Su un altro treno. Per citare Guccio, né un Orient Express né un treno della prateria o una locomotiva.  Per citare il Boss, non è un treno che porta in una terra di speranze e sogni. Non è neanche il treno speciale che ti porta a una finale per vincere il campionato.
Solo un banale treno di pendolari verso Firenze.
Così ascolto un po’ di musica nelle cuffie e mi passa The Promised Land, la canzone con cui il Boss apriva i concerti nel 2009, con lo sfondo del deserto.
Ancora credi nella Terra Promessa?
Strano Boss, a sessant’anni pensi sempre alla Terra Promessa,  ancora imbevuto del mito americano?
È lui stesso che lo dice:

signore, sono un uomo, non un ragazzo.

È per questo che è ancora più forte, per questo motivo continuare a credere che sia possibile è qualcosa di più che una speranza, è una forma di fiducia che ti può portare lontano.
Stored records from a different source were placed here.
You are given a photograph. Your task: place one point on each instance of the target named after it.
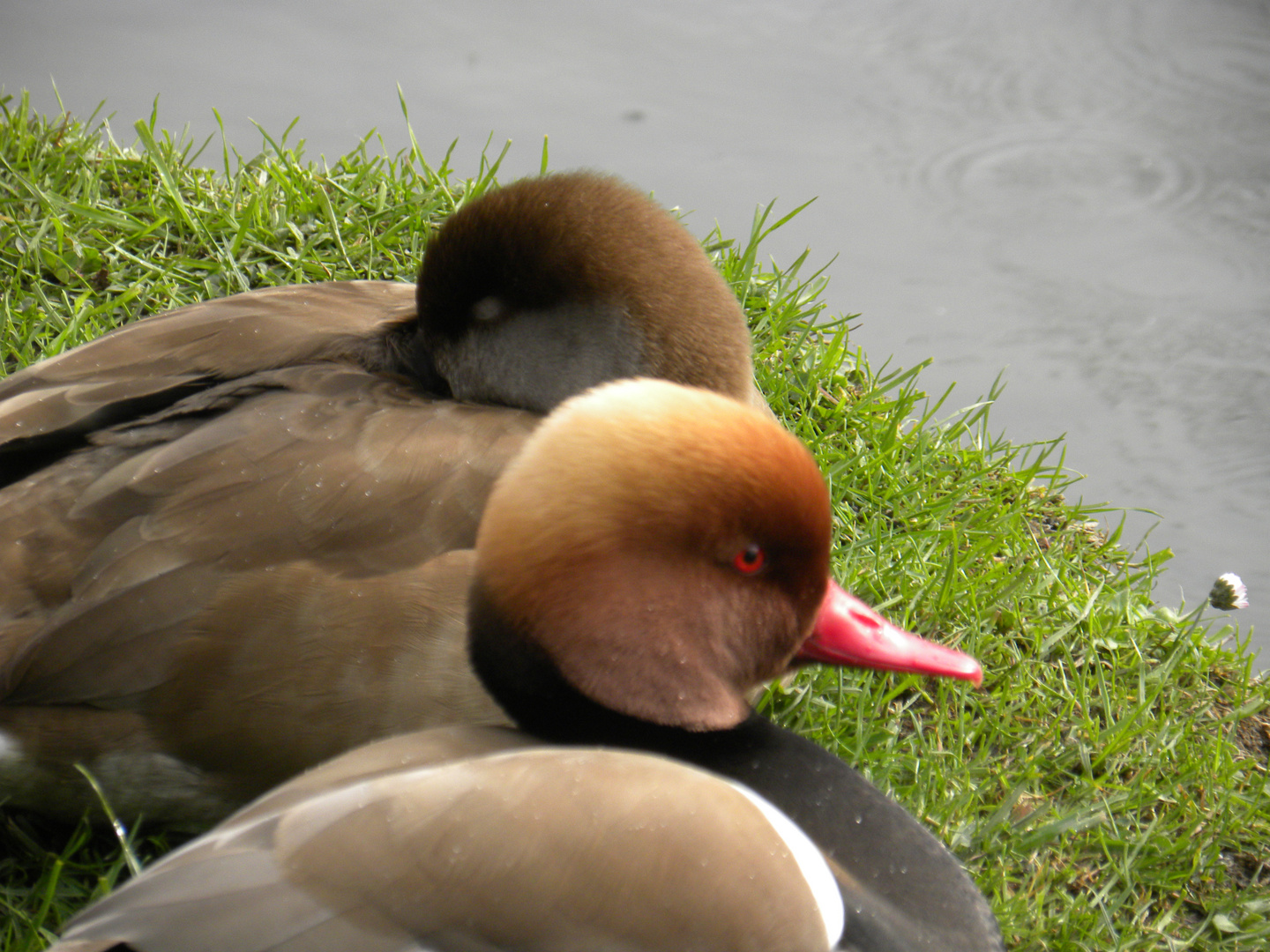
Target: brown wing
(147, 365)
(117, 556)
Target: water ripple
(1059, 172)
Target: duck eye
(750, 560)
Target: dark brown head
(666, 547)
(539, 290)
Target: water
(1076, 192)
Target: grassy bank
(1108, 787)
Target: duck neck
(902, 888)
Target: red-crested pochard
(256, 502)
(686, 566)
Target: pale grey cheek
(534, 360)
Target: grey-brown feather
(462, 839)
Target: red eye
(750, 560)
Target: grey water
(1073, 193)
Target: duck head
(539, 290)
(673, 565)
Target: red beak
(850, 632)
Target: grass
(1108, 787)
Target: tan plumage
(260, 502)
(481, 838)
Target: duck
(640, 804)
(263, 501)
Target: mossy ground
(1108, 787)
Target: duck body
(235, 537)
(698, 824)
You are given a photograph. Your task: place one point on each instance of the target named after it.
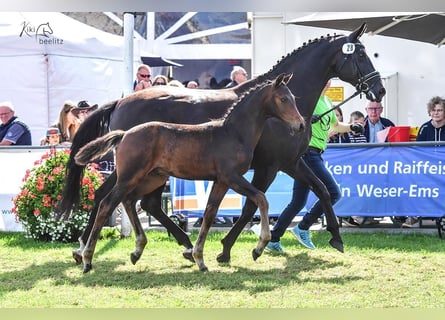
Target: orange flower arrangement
(42, 188)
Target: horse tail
(99, 147)
(96, 125)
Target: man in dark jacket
(12, 130)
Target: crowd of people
(359, 129)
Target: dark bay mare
(312, 64)
(148, 154)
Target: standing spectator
(83, 109)
(237, 76)
(314, 159)
(160, 80)
(52, 137)
(192, 84)
(67, 123)
(143, 75)
(374, 122)
(12, 130)
(432, 130)
(336, 137)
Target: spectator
(374, 122)
(313, 158)
(237, 76)
(357, 137)
(160, 80)
(52, 137)
(12, 130)
(83, 110)
(176, 83)
(67, 123)
(432, 130)
(143, 75)
(336, 137)
(192, 84)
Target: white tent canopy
(47, 58)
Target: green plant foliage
(41, 190)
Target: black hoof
(255, 254)
(223, 258)
(87, 267)
(77, 257)
(188, 254)
(134, 258)
(337, 244)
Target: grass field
(377, 270)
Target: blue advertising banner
(389, 180)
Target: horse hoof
(134, 258)
(223, 258)
(77, 257)
(337, 244)
(87, 267)
(255, 254)
(188, 254)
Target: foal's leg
(242, 186)
(262, 179)
(215, 197)
(141, 239)
(106, 207)
(304, 175)
(100, 193)
(151, 203)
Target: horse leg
(151, 203)
(215, 197)
(100, 193)
(242, 186)
(141, 239)
(262, 179)
(106, 207)
(304, 175)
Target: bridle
(361, 86)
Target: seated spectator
(160, 80)
(52, 137)
(12, 130)
(238, 75)
(143, 75)
(83, 109)
(374, 122)
(176, 83)
(334, 136)
(192, 84)
(67, 123)
(432, 130)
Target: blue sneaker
(274, 247)
(303, 236)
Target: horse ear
(356, 34)
(287, 78)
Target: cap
(83, 106)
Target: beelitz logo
(41, 33)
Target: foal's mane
(263, 81)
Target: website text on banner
(385, 180)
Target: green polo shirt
(320, 129)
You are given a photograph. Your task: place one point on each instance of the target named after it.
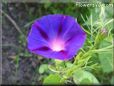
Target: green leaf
(112, 80)
(106, 61)
(84, 77)
(43, 68)
(106, 58)
(52, 79)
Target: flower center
(57, 45)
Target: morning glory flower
(56, 36)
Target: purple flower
(56, 36)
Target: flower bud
(100, 37)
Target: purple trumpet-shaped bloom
(56, 36)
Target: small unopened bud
(100, 37)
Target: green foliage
(43, 68)
(52, 79)
(84, 77)
(106, 58)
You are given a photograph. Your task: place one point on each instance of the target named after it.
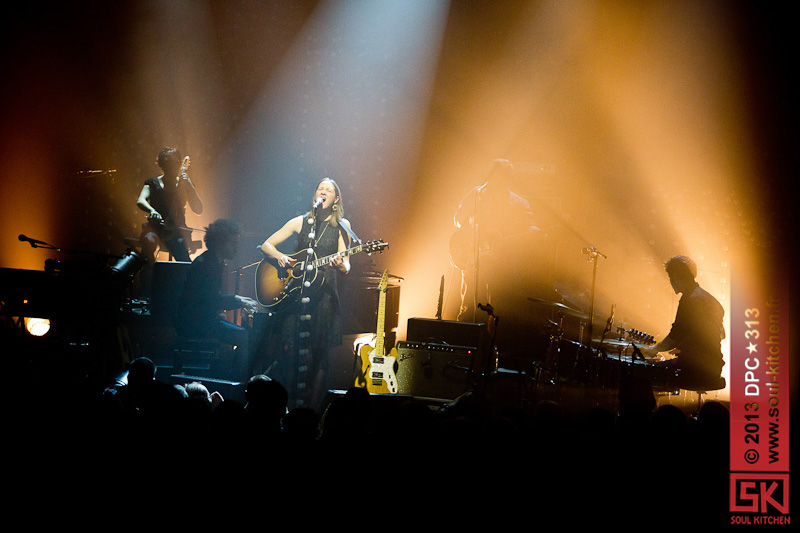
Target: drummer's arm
(667, 344)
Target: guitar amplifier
(434, 370)
(430, 330)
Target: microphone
(33, 242)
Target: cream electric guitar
(379, 371)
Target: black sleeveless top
(326, 242)
(169, 201)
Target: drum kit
(602, 361)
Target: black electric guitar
(378, 372)
(276, 286)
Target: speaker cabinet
(434, 331)
(230, 390)
(434, 370)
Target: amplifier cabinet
(434, 370)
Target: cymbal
(559, 307)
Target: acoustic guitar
(277, 287)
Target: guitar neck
(381, 320)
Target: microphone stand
(490, 368)
(41, 244)
(238, 272)
(593, 255)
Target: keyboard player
(203, 300)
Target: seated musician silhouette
(697, 332)
(203, 299)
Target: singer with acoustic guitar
(310, 325)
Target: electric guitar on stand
(379, 371)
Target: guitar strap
(353, 237)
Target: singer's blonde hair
(338, 212)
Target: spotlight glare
(38, 327)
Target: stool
(203, 352)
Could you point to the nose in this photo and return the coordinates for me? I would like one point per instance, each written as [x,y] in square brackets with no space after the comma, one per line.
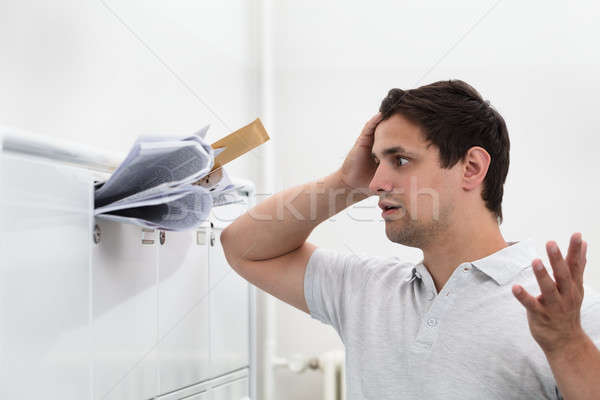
[381,181]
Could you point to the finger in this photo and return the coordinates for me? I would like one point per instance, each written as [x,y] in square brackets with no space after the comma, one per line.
[371,124]
[547,285]
[575,259]
[527,300]
[561,271]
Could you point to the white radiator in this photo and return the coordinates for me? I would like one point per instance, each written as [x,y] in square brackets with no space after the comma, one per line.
[330,363]
[334,376]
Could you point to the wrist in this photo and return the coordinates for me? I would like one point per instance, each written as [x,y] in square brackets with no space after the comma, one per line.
[573,348]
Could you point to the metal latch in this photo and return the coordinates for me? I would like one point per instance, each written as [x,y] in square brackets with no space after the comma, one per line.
[147,236]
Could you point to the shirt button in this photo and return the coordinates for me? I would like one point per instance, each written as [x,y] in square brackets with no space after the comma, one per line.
[432,322]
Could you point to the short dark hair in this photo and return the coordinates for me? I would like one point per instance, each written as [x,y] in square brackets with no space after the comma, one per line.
[454,117]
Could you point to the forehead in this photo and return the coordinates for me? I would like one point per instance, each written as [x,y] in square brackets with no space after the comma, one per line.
[397,131]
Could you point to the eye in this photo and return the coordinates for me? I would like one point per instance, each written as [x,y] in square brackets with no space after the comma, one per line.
[400,161]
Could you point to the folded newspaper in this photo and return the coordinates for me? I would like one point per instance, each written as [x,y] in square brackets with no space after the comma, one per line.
[169,184]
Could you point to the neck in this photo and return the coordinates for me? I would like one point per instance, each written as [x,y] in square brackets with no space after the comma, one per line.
[463,242]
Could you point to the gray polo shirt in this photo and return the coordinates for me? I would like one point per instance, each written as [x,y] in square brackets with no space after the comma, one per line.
[403,340]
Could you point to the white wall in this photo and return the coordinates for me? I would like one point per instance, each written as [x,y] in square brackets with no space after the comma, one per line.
[537,62]
[103,72]
[100,73]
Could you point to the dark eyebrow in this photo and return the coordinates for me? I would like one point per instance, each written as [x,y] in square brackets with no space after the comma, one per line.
[395,150]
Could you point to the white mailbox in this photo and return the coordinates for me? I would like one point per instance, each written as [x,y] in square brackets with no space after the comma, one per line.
[95,309]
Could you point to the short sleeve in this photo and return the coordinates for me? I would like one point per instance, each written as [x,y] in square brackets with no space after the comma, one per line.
[331,279]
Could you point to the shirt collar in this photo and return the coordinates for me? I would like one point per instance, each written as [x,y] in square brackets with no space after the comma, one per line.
[505,264]
[502,266]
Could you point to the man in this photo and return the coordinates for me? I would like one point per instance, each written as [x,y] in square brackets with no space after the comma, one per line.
[449,327]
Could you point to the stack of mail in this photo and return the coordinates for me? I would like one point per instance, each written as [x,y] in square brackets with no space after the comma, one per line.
[164,183]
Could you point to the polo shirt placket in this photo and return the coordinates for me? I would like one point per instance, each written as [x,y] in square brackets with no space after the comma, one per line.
[431,321]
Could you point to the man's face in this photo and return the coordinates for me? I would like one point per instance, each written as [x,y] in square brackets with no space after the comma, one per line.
[409,175]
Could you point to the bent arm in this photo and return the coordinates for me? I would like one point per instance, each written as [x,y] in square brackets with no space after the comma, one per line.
[267,245]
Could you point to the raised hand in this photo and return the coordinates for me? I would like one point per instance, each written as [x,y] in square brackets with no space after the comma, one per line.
[554,315]
[358,168]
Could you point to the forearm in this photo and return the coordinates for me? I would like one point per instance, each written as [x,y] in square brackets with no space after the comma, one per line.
[576,369]
[283,222]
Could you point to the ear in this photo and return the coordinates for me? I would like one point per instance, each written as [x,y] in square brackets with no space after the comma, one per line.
[475,165]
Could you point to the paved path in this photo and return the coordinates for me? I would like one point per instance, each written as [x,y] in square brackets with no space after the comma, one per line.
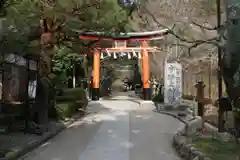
[116,130]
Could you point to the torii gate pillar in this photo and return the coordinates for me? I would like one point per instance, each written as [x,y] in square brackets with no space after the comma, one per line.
[145,71]
[96,75]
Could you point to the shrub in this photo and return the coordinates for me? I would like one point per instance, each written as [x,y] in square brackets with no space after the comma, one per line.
[79,93]
[158,98]
[70,102]
[188,97]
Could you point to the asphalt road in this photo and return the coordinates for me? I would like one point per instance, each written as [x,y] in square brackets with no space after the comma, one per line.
[115,130]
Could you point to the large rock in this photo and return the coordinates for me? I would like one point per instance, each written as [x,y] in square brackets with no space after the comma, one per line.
[194,126]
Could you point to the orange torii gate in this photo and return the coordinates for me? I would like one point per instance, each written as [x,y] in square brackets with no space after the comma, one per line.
[144,49]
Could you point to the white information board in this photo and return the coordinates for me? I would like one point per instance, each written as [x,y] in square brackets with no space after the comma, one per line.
[172,83]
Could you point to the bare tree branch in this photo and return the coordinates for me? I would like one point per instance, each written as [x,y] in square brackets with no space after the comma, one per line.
[195,43]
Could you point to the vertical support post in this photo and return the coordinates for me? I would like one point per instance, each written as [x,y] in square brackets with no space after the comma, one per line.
[96,75]
[145,71]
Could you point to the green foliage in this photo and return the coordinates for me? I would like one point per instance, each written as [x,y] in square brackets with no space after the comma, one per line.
[23,19]
[216,149]
[70,102]
[65,110]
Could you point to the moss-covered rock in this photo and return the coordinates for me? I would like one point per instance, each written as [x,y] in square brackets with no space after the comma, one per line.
[65,110]
[70,102]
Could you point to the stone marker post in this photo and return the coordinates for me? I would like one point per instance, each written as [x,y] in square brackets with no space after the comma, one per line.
[200,97]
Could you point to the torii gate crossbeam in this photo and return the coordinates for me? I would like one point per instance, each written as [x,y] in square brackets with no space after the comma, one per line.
[144,49]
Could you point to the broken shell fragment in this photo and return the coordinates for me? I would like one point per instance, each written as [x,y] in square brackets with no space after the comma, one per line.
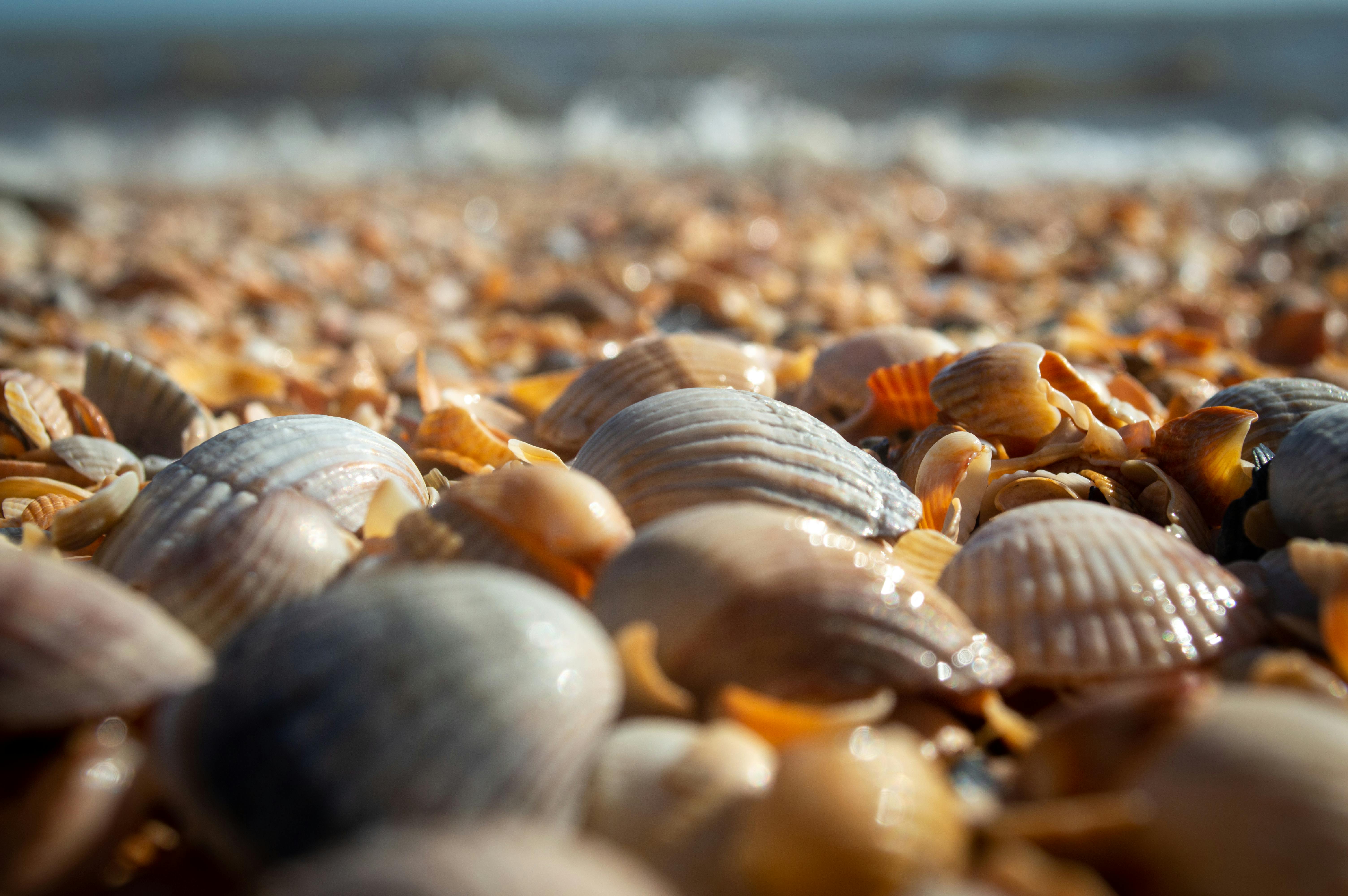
[1078,591]
[692,446]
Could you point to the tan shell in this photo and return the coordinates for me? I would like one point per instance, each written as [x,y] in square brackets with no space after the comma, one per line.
[838,386]
[641,371]
[76,645]
[861,813]
[149,411]
[792,607]
[692,446]
[493,860]
[253,518]
[1079,591]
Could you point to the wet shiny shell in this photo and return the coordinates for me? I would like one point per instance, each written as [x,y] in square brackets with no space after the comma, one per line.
[641,371]
[493,860]
[1280,402]
[1308,479]
[464,692]
[76,645]
[146,409]
[838,386]
[208,541]
[692,446]
[789,605]
[1079,591]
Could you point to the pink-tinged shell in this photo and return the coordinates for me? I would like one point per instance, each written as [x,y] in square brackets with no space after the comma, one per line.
[76,645]
[648,368]
[1078,591]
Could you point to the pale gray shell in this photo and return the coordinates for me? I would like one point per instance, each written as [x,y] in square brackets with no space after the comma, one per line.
[1308,479]
[1281,403]
[838,390]
[76,645]
[785,604]
[493,860]
[692,446]
[646,368]
[98,459]
[208,542]
[1080,591]
[146,409]
[463,692]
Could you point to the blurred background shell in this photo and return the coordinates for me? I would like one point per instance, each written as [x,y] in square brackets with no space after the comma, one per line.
[1280,402]
[463,692]
[214,538]
[642,370]
[789,605]
[692,446]
[76,645]
[1079,591]
[505,859]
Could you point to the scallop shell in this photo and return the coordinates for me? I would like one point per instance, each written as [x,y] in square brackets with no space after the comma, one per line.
[692,446]
[641,371]
[792,607]
[149,411]
[1308,479]
[208,540]
[1280,402]
[1078,591]
[499,689]
[75,645]
[491,860]
[838,386]
[862,813]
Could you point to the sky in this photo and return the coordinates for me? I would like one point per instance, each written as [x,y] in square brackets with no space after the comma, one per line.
[75,15]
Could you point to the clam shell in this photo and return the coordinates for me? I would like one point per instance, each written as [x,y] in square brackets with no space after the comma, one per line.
[146,409]
[692,446]
[493,860]
[789,605]
[838,386]
[207,540]
[463,692]
[1308,479]
[76,645]
[1280,402]
[641,371]
[1080,591]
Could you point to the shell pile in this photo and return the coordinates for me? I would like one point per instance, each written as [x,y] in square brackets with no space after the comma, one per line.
[350,548]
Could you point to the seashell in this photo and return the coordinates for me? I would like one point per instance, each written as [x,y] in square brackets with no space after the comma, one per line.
[791,607]
[147,410]
[1241,782]
[208,540]
[80,525]
[859,813]
[838,387]
[1203,452]
[502,859]
[691,446]
[44,399]
[96,459]
[498,685]
[1078,591]
[1308,479]
[646,368]
[551,522]
[670,791]
[80,646]
[42,508]
[1280,402]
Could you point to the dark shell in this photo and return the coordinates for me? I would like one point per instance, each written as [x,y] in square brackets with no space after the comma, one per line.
[693,446]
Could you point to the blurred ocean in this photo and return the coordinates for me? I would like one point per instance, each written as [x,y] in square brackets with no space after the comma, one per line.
[1207,100]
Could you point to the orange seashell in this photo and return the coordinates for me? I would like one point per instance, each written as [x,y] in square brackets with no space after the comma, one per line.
[1202,452]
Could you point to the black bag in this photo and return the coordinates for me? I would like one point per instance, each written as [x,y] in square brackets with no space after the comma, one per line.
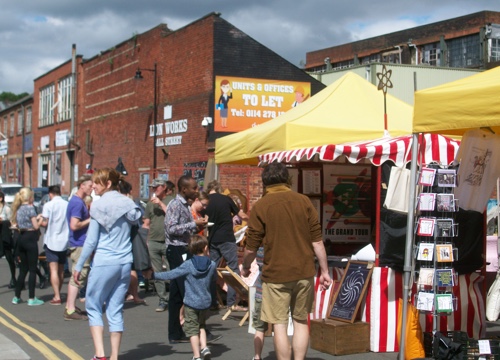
[140,251]
[445,348]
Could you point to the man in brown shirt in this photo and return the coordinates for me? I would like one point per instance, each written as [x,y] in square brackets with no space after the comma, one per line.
[286,224]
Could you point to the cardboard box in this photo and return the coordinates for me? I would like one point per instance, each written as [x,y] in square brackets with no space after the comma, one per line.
[340,338]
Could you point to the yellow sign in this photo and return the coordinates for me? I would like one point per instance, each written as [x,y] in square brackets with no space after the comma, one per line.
[242,103]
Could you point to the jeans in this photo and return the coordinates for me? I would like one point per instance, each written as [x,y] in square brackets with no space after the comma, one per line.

E allora guardo il video del live di Barcellona 2003 e vedo Patti Scialfa che suona la chitarra e muove a tempo la testa. E sento che lei ha capito, che non è stato facile, che ha scelto. E con lui ha condiviso, anche nell’ombra, lasciandolo andare anche nelle sue fughe ma riuscendo a dargli quello che serviva perché non si spengesse, perché continuasse a dare e darsi.
Grazie Patti per questi 30 anni di Boss.